Fraunhofer IIS – the people who gave birth to the popular audio format in 1988, have halted its licensing program to various software developers who want to distribute decoders/encoders for the MP3platform. The codec has been the defacto audio codec around the world for the past two decades.
In their blog, the developers stated that most state-of-the-art media services such as streaming or TV and radio broadcasting use modern ISO-MPEG codecs such as the AAC family or in the future MPEG-H. Those can deliver more features and a higher audio quality at much lower bitrates compared to mp3. Therefore, the decision to stop licensing MP3 has been done in favour of other popular audio codecs like AAC, which also has been partly developed by Fraunhofer.
MP3 compression helped squeeze massive amounts of audio data into smaller file sizes on computers and portable devices. However, the compression also erases most of the details from the tracks, thus reducing the audio quality drastically. AAC or Advanced Audio Coding is the current standard in the world of digital audio as it tries to retain the original quality while reducing digital file sizes. AAC files incorporate higher bitrates into smaller file sizes compared to the MP3 codec.
But while MP3 might have been outmoded by new audio formats and products like music streaming services that didn't exist decades ago, the official death of MP3 could ironically end up giving the standard a new lease on life.

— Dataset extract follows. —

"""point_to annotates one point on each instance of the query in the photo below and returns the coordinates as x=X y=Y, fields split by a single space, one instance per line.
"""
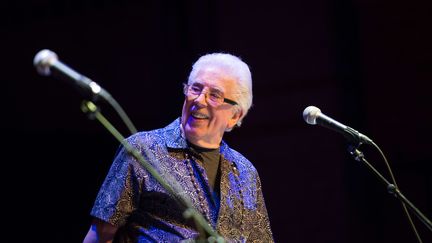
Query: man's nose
x=201 y=99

Now that MP3 is free of any licensing prohibitions that limit how the codec can be distributed, programmers who were previously barred from legally including MP3 support with their products are now starting to bundle the format – meaning MP3 might not be quite dead after all.
It might not offer as much hipster cool as the vinyl renaissance, but hey, at least it's something.
However, MP3 is still popular amongst the people. In fact, most of the audio tracks downloaded from the internet are still found to be adhering to the MP3 codec. The larger the file size gets, the better an MP3 file delivers.